Take, for example, the almost Biblical hoo-hah over the musical Hair. When that transferred from Broadway in 1968, The Shaftesbury Theatre had to wait for Draconian censorship laws to be abolished before they could open. Billed as “The American Tribal Love-Rock Musical”, Hair was a colourful anti-Vietnam show that centred on a tribe of long-haired hippies. The show was notorious both then and now for several reasons: the foremost being its supposedly subversive and un-American stance… Oh, and I forgot to mention, Hair also had a teeny-tiny naked scene at the end of the first act. Well, butter my scones if the critics didn’t go completely snooker-loopy mental over that.

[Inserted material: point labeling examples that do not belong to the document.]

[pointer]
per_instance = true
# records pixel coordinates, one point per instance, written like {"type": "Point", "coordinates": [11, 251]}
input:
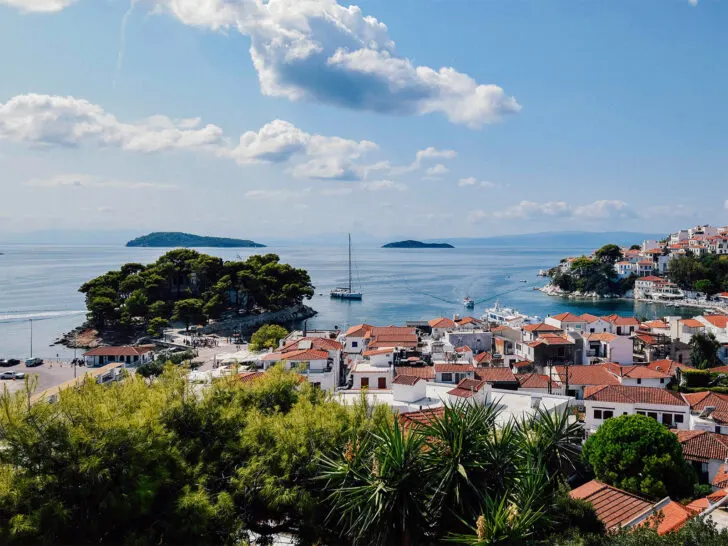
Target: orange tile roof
{"type": "Point", "coordinates": [495, 375]}
{"type": "Point", "coordinates": [412, 419]}
{"type": "Point", "coordinates": [541, 327]}
{"type": "Point", "coordinates": [721, 477]}
{"type": "Point", "coordinates": [603, 336]}
{"type": "Point", "coordinates": [318, 343]}
{"type": "Point", "coordinates": [719, 321]}
{"type": "Point", "coordinates": [442, 322]}
{"type": "Point", "coordinates": [407, 380]}
{"type": "Point", "coordinates": [613, 506]}
{"type": "Point", "coordinates": [670, 517]}
{"type": "Point", "coordinates": [587, 375]}
{"type": "Point", "coordinates": [424, 372]}
{"type": "Point", "coordinates": [458, 368]}
{"type": "Point", "coordinates": [536, 381]}
{"type": "Point", "coordinates": [125, 350]}
{"type": "Point", "coordinates": [359, 330]}
{"type": "Point", "coordinates": [692, 323]}
{"type": "Point", "coordinates": [700, 400]}
{"type": "Point", "coordinates": [633, 395]}
{"type": "Point", "coordinates": [702, 446]}
{"type": "Point", "coordinates": [374, 352]}
{"type": "Point", "coordinates": [467, 388]}
{"type": "Point", "coordinates": [668, 366]}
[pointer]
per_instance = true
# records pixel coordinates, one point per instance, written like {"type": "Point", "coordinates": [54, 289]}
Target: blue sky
{"type": "Point", "coordinates": [419, 118]}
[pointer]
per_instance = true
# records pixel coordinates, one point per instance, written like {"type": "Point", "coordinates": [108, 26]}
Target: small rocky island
{"type": "Point", "coordinates": [174, 239]}
{"type": "Point", "coordinates": [416, 244]}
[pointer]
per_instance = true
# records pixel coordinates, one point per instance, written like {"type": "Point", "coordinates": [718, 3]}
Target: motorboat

Labelled “vulgar” and “ugly”, Variety magazine even went so far as to describe it as being “without a story, form, music, dancing, beauty or artistry”.

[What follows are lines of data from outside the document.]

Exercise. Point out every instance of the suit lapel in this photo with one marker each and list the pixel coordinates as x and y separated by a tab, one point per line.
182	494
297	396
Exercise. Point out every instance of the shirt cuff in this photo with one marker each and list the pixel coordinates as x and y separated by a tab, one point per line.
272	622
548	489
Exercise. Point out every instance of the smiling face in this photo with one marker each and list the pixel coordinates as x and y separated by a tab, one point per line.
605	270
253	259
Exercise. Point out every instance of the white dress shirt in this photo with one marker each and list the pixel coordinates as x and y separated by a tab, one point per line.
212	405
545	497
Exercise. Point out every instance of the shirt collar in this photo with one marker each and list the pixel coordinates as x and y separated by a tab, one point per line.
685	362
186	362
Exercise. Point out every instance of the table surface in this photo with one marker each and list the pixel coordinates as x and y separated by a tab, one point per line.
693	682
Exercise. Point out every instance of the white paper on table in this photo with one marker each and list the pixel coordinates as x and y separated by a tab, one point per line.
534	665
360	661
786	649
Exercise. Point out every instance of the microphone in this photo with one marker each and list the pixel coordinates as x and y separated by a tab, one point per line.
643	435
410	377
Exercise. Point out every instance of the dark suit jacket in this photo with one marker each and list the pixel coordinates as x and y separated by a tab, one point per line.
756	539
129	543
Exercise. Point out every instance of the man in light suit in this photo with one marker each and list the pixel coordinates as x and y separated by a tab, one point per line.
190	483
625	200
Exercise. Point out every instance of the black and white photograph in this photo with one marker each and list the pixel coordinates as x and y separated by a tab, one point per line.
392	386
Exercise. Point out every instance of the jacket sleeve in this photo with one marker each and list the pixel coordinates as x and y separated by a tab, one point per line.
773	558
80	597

Strewth. Still, it could be worse; in Norway, local citizens were so outraged by the decision to stage the production that they formed a human barricade to try to prevent the performance. Less “let the sunshine in”, more “keep the hippies out”.
Effectively ending theatrical censorship in Britain, the premiere of Hair in the West End was the culmination of a high-profile movement to liberate what could and could not be shown on stage. Led by luminaries such as the divinely foppish critic Kenneth Tynan, the abolition of the censorship laws in Britain made it possible for all manner of rudery to flood the hallowed stages of the West End.

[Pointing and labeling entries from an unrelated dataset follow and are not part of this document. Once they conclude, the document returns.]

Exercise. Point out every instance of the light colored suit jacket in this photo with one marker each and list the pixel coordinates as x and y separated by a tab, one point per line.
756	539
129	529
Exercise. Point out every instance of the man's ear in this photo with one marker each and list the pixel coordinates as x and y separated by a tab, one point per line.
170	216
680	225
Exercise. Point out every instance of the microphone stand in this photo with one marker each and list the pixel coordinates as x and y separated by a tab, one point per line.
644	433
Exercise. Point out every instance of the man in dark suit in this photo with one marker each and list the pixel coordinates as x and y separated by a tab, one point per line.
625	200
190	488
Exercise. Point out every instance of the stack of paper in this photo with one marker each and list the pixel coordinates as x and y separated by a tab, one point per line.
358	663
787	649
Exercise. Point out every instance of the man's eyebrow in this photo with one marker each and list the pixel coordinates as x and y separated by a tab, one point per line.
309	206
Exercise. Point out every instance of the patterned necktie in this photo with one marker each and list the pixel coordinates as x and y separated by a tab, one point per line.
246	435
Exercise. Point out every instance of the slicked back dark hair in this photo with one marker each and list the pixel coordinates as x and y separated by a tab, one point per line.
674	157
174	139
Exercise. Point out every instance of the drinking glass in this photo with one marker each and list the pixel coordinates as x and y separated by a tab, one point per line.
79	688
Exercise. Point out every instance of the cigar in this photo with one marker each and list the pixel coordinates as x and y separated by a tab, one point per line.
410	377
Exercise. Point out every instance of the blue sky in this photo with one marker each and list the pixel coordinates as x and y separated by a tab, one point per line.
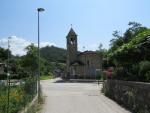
93	20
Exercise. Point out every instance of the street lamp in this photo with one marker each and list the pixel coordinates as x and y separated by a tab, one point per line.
8	75
38	77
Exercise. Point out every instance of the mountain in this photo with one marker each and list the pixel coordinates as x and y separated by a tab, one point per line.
53	54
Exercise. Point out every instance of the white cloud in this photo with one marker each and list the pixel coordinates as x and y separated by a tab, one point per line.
18	44
92	47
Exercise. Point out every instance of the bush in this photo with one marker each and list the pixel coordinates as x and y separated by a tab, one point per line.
144	71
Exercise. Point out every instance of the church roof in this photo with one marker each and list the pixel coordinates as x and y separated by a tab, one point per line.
72	33
77	62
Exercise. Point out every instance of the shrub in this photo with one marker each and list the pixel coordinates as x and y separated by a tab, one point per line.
144	70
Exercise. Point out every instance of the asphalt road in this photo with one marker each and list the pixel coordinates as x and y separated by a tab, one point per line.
76	97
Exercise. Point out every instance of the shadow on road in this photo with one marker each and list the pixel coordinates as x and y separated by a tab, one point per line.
78	81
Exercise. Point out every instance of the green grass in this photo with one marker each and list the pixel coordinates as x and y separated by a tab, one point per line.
44	77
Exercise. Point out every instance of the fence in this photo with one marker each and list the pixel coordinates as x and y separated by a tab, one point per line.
133	95
16	92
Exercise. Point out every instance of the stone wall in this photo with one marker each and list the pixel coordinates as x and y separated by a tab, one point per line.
133	95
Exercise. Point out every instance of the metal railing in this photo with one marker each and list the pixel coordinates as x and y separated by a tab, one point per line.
17	92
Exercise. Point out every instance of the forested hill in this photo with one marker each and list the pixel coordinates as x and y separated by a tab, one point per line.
53	54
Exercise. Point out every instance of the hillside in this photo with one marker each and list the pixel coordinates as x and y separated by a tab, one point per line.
53	54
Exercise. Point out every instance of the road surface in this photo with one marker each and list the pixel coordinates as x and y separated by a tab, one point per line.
76	97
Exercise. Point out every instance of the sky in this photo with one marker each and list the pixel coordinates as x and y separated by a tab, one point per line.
93	20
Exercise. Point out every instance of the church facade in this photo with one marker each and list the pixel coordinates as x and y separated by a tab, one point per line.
87	64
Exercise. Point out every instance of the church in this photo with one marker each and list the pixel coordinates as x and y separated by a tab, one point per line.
86	65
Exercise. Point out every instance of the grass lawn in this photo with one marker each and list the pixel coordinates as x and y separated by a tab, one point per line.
44	77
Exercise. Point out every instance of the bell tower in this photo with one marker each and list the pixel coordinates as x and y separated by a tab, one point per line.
71	48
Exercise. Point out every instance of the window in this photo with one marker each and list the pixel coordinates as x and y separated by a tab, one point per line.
72	41
88	63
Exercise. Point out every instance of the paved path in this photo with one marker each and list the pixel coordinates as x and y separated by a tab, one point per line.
76	97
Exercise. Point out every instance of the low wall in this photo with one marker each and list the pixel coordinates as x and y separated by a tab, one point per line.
133	95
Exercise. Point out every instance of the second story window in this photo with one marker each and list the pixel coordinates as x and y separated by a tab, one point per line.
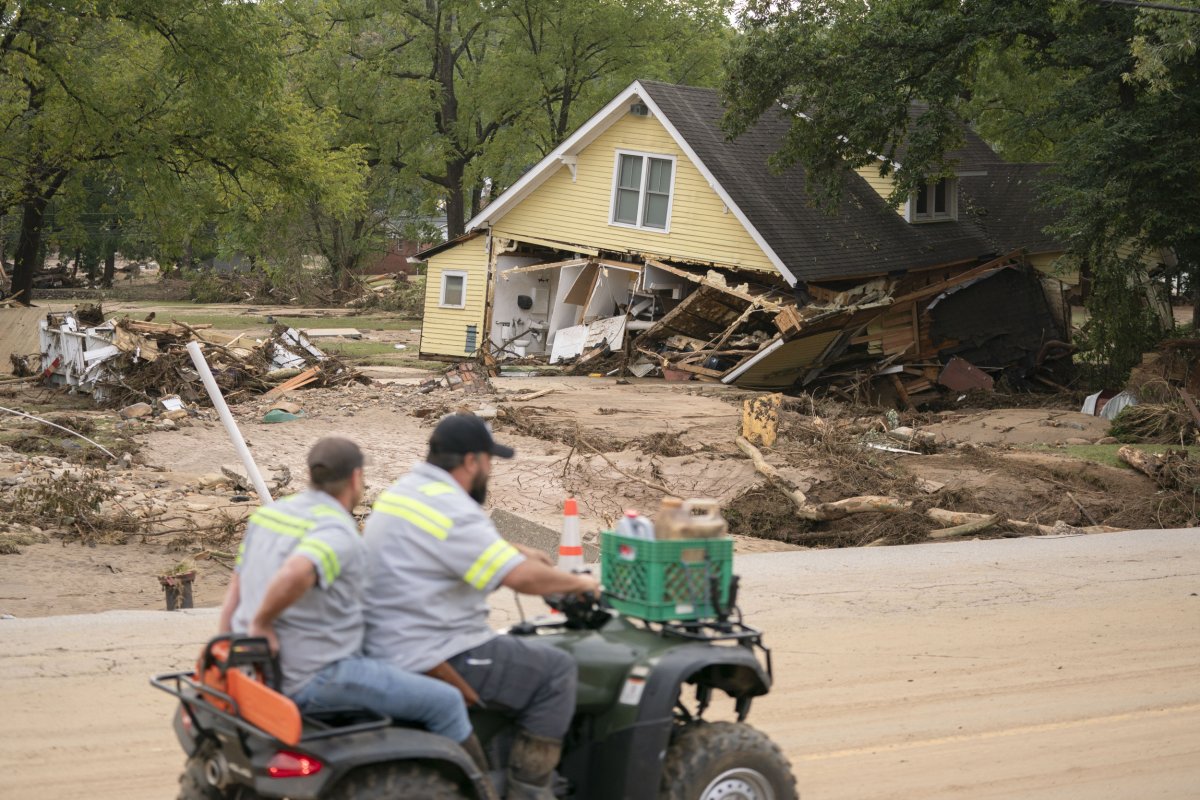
641	196
936	202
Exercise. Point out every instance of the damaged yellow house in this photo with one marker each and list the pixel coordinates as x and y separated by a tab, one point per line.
649	223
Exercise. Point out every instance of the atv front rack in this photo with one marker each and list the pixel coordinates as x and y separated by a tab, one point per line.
715	631
183	685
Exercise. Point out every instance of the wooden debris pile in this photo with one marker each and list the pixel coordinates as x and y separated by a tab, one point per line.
123	361
898	340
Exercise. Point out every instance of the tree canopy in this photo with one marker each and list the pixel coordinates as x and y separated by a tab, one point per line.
1109	94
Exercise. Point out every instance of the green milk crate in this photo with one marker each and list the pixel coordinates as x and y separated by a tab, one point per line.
665	581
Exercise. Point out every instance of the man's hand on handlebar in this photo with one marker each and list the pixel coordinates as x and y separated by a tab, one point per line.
587	585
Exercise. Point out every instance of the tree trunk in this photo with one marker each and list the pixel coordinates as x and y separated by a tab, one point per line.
1194	286
109	266
456	198
29	244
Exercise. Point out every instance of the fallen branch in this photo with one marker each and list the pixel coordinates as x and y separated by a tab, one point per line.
535	395
795	494
967	527
1081	509
823	511
657	487
1144	462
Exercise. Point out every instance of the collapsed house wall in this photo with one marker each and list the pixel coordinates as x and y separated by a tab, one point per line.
456	330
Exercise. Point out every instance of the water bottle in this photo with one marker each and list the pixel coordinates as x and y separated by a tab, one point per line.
635	525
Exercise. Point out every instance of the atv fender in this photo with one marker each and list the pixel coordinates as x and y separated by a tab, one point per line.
636	753
342	755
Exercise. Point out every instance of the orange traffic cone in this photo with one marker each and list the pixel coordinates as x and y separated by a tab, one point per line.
570	549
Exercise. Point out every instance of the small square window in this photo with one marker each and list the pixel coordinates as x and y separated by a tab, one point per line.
935	202
454	290
642	191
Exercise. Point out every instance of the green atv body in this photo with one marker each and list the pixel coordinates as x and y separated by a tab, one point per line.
637	732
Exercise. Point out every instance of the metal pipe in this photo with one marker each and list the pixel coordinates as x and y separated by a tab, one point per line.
37	419
239	443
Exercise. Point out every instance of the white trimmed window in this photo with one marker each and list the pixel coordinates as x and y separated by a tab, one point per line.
935	203
454	289
641	191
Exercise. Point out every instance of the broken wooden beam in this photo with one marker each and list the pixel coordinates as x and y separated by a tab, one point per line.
973	527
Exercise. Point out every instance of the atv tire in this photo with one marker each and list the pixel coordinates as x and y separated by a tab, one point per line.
192	783
395	781
729	761
193	786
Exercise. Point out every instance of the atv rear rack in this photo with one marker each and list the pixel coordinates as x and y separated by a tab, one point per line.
191	692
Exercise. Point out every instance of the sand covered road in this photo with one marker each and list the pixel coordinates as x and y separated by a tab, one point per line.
1033	668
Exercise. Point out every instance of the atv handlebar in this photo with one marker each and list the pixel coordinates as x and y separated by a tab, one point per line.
582	612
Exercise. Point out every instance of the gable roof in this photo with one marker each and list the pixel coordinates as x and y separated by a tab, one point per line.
1005	202
865	236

But, of course, it didn’t. There wasn’t a sudden deluge of filth; it just allowed people to criticise the Queen and blaspheme and the like. Still, it’s not like Shakespeare and Marlowe weren’t remarkably bawdy; it’s just that, I suppose, a lot of people were willing to overlook Lear’s grimier moments on account of it being the Bard and therefore a cornerstone of our culture… either that or they didn’t understand what he was banging on about when he starts raving about centaurs (Act Four, Scene Six – look it up: wow and blimey.)
Since then there’s been quite a few saucy shows to hit the West End. At one end of the scale there are musicals like Dirty Dancing and Grease which are only moderately racy on the sauce-o-meter – well, I say that, the original stage version of Grease is no picnic, there’s a fair bit of risqué language in that I can tell you.
No, they’re still pretty tame compared to some. Notably, there was that time when Harry Potter bared all in Equus. In Daniel Radcliffe’s brave stint as animal-lover Alan Strang, he had to appear completely naked. Ka-zaam.
Naturally, far more outrageous plays than Equus have been produced in London’s West End. Sarah Kane’s Blasted is so completely scandalous that I’m not sure how much of the plot I can even represent here… yep, basically none of it. If you think that’s bad, I can’t even say the name of Mark Ravenhill’s first full-length play to be staged at The Royal Court: it really is that rude.
So, to conclude, it seems that a little dash of crudity never hurt anyone’s box-office figures. Though Spring Awakening may be causing a ripple of excitement, and one or two giggles of embarrassment, in the West End at the moment, compared to some of the hits of the past, it reads like an episode of Last of the Summer Wine.
That said, I can’t remember Nora Batty ever asking anyone to give her a good whipping.